Es extendida la creencia de que la gente nunca cambia. Puede que esté de acuerdo, al menos en parte. Pero a mí me gusta decir que la gente, dentro de cómo es, sí evoluciona con el paso del tiempo, la vida y las personas.

Yo quise probar los pimientos de nuevo, y a nadie se le ocurrió decirme que no podía hacerlo porque nunca me habían gustado. Quise comer un pimiento y lo comí, así de sencilla es la vida cuando no nos ponemos barreras.

Recordando esto me pregunto por qué nadie deja probar pimientos a un escritor. Yo conozco a uno que escribe un mismo género desde hace años, lo hace muy bien, publica con editorial y mucha gente lo lee. Pero hace poco decidió que también quería escribir otro tipo de historias. Me llamó la atención que en sus redes sociales empezase a hablar de un libro que no tenía nada que ver con las lecturas que compartía habitualmente. Y gracias a la confianza que me tiene acabó confesándome que ese libro lo había escrito él.
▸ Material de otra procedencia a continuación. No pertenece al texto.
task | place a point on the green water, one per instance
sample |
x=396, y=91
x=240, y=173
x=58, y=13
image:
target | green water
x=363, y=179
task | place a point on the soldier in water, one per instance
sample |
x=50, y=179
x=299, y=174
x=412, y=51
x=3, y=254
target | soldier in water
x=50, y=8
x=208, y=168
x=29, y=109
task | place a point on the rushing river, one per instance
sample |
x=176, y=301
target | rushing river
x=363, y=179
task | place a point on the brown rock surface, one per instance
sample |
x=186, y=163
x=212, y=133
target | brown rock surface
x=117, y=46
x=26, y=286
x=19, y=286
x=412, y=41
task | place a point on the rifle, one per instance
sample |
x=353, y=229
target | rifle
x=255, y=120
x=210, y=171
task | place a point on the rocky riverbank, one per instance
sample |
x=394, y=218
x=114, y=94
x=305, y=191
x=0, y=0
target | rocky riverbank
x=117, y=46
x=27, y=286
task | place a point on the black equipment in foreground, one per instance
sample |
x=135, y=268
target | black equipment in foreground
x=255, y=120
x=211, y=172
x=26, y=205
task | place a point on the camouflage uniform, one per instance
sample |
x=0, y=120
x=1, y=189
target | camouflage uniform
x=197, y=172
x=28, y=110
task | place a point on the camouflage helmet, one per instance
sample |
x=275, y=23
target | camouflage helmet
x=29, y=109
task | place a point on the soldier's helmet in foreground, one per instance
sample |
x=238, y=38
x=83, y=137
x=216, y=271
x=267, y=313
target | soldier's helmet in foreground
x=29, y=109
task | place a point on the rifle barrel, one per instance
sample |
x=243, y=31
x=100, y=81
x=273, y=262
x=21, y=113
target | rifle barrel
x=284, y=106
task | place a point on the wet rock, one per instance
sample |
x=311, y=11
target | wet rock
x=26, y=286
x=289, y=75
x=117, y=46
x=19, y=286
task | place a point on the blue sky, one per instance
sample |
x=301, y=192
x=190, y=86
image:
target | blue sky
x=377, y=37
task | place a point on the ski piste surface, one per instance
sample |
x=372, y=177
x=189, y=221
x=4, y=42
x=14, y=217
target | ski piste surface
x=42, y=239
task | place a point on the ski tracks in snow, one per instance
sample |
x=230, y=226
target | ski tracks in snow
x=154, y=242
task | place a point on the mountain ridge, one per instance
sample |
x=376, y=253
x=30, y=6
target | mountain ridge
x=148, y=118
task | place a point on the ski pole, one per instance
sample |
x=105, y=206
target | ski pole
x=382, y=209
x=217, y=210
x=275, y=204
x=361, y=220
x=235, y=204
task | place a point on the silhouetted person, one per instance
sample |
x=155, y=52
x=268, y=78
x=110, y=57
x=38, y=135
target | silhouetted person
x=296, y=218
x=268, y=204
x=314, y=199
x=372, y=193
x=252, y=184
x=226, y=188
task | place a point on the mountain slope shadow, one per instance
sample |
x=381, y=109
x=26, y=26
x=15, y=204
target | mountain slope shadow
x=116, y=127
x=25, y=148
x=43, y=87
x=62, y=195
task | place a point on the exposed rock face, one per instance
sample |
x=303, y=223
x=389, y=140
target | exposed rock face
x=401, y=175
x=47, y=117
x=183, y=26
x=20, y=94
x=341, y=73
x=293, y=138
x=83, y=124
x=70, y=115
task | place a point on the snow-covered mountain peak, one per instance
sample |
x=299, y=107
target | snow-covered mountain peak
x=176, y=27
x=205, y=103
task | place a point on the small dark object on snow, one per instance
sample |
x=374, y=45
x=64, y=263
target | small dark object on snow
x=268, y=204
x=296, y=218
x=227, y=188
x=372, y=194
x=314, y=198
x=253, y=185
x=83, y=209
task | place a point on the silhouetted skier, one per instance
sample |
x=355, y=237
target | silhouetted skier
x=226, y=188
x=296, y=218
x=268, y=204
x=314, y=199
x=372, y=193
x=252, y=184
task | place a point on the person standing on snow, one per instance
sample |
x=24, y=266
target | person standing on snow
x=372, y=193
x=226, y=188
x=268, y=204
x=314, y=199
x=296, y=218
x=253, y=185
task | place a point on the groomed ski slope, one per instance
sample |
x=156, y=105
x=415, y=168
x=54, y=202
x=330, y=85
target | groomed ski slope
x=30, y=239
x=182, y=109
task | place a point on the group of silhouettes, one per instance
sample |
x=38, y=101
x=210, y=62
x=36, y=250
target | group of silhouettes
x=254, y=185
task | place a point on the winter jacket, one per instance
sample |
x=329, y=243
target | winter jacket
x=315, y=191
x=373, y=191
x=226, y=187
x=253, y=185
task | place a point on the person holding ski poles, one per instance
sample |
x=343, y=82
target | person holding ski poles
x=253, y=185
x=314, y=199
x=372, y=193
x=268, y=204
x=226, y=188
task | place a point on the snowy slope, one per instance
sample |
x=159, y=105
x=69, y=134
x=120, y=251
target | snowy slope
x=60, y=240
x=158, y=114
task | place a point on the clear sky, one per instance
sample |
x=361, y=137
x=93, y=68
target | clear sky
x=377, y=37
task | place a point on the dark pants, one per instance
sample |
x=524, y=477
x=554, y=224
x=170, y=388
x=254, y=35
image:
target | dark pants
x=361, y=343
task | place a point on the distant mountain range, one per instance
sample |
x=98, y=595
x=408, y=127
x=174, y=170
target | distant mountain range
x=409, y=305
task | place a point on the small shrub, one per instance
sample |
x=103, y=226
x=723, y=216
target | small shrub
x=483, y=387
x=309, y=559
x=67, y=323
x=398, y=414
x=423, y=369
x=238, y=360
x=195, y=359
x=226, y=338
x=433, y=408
La aceptación del libro fue muy buena porque ese escritor es un gran escritor, así que al final acabó confesando que el libro era suyo. Y a mí me entró tremenda pena pensar en lo que había hecho, y no porque hubiese actuado mal, si no por las razones que tuvo para proceder de aquella manera. Porque soy consciente de que si hubiera publicado aquella historia con su nombre desde un principio probablemente no habría llegado a tanta gente como lo hizo.

Cuando yo leo un libro lo hago porque la sinopsis me llama la atención. Da igual que conozca al escritor o que no haya oído hablar de él en mi vida. Independientemente de quien sea, la historia tiene que llamarme. También estoy en el lado opuesto. Hay escritores cuyos libros compro sin importarme lo que pongan en la contraportada, porque lo que compro no es la historia, si no la forma en la que ese autor cuenta las cosas. En ambos casos no me importa cuál sea el género que tenga asociado, yo no encasillo, o al menos trato de no hacerlo.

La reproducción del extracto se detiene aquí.